At the end of the 1950’s the Hollywood studio system had crumbled. This opened the way for independent film production. All kinds of beginners, amateurs and opportunists could now make a movie with little money and get it distributed in movie theatres or drive-ins as well. The rise of the Z-movie had started. KILLER SHREWS is one of such movies. It was shot somewhere outside Dallas, Texas. Actor Ken Curtis (who became famous as sidekick Festus in the television series Gunsmoke) and radioman Gordon McLendon (attributed to broadcast the first live traffic report in the USA) produced the movie with a small budget.
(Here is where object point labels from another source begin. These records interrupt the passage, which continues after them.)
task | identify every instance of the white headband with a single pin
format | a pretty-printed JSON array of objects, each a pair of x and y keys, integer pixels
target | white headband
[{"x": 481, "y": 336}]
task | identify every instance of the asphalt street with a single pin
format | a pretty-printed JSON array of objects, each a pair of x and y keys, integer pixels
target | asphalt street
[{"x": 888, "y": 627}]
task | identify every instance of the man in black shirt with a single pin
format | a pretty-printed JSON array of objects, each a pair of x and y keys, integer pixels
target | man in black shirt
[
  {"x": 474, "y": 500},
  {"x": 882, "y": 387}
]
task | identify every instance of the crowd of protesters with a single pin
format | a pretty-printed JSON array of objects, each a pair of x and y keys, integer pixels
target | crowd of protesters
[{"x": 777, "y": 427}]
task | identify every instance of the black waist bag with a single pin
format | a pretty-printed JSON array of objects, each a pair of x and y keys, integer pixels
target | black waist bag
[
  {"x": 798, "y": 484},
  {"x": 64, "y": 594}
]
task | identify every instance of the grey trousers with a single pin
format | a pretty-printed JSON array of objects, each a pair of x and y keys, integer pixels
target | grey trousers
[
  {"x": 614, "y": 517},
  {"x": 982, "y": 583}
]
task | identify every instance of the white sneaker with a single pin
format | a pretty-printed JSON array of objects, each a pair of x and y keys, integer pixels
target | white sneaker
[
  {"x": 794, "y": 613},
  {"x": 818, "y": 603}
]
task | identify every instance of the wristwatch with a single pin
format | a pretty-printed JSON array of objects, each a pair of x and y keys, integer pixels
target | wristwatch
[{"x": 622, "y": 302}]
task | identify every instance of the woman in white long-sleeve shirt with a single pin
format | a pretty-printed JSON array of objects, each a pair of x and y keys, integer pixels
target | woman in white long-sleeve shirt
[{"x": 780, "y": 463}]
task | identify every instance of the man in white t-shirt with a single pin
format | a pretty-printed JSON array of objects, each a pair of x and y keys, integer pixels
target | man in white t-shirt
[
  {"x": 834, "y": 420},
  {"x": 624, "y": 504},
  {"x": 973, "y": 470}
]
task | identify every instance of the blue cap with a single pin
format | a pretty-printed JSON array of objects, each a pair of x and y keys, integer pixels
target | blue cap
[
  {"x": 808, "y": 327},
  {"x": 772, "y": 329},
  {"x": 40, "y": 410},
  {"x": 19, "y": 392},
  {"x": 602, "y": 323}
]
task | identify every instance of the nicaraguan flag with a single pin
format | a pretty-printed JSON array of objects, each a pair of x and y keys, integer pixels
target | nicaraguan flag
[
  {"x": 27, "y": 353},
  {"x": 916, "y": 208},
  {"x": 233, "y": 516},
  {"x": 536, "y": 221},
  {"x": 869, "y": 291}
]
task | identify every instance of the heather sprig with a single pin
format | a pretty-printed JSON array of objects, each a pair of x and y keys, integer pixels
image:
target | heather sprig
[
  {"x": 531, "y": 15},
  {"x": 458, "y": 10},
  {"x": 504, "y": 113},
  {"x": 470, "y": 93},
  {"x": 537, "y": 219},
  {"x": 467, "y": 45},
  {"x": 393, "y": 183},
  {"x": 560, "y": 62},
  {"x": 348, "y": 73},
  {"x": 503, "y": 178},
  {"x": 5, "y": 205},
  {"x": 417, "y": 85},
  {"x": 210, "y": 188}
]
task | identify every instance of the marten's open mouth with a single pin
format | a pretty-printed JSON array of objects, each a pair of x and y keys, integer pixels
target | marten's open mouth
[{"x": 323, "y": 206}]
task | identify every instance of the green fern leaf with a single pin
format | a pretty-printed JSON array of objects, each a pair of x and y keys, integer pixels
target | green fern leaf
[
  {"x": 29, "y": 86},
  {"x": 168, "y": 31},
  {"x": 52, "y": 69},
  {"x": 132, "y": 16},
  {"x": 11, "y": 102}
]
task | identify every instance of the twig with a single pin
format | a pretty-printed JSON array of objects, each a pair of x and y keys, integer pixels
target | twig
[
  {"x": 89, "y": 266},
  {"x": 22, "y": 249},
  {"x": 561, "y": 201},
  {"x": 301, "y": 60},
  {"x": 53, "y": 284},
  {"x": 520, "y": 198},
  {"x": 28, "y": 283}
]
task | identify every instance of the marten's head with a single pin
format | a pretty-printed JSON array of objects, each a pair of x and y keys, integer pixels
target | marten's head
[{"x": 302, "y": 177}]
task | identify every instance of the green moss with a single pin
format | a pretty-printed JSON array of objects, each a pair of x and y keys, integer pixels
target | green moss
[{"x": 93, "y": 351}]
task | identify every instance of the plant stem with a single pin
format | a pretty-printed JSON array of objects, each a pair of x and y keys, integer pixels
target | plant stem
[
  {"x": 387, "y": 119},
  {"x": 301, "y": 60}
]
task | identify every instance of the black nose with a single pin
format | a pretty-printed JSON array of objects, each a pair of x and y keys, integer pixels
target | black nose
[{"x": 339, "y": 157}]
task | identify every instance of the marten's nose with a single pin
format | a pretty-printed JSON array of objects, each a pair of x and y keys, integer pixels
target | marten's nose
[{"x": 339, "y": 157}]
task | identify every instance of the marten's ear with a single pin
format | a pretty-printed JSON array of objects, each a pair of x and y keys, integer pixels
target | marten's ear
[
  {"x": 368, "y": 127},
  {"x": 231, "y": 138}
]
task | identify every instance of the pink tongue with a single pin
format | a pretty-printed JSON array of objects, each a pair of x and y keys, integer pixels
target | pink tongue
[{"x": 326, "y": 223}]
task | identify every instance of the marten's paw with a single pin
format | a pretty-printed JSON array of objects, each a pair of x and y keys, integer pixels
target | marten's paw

Both men also played a part in the movie and shot at the same time another Z-classic, THE GIANT GILA MONSTER.

The low budget and limited time to produce the movie were disastrous for the quality of the special effects, but not for a successful advertising campagne. The initial investment of $ 123,000– paid back tenfold.

HALFSHEET

Halfsheets like these measure about 22 inches high and 28 inches wide and are printed on cardstock. Movie theatres use to have special lobby displays for this size. The viewing public could look at the posters up close and at eye level. Sometimes this resulted in rather boring movie paper, for example posters with a lot of explanatory text or just two heads with the names of the stars and nothing else. Due to the landscape format of the poster it fills up quickly and it offers less depth than the portrait format.

The KILLER SHREWS halfsheet is special, because it toys with monster movie cliches. In 1959 the average Joe Public was bombarded with the KING KONG-effect and had seen loads of spiders, ants or other small pests or beasts towering above him with the warning shout “GET OUT OF THE WAY, MONSTER INCOMING!”  The (unfortunately anonymous) designer of the KILLER SHREWS halfsheet found singleness of effect in a more subtle way by literally choosing the tail end of the plot.

 

The KILLER SHREWS halfsheet (22x28")

The KILLER SHREWS halfsheet (22×28″)

The poster is, as Wellington laid down, divided in two large areas on top of each other. This gives a sense of depth that enables the four defining objects to be large and visible. The upper area is dark, the lower area is light. These areas are green being the colour of horror. In the green areas there’s a kind of rebus of three very colourful objects: purple tail + red pool of blood + pink ladies pump. A shrew itself is not the scariest animal in the world. It’s basically a lot of fur with two small, beady eyes. To inflate such an animal to monster proportions is less effective than say an eight-legged spider or a praying mantis. To show just the tail has much more threatening effect. The tail is draped delicately across the full width of the poster. The blood is red and looks fresh. The pink pump symbolizes youth and sex. The answer to the rebus is written above it in straight, simple and neutral white lettering: “All that was left after…” and than the title in free, more genre specific, lettering: THE KILLER SHREWS.

The message is clear. We are too late. No use shouting out a warning.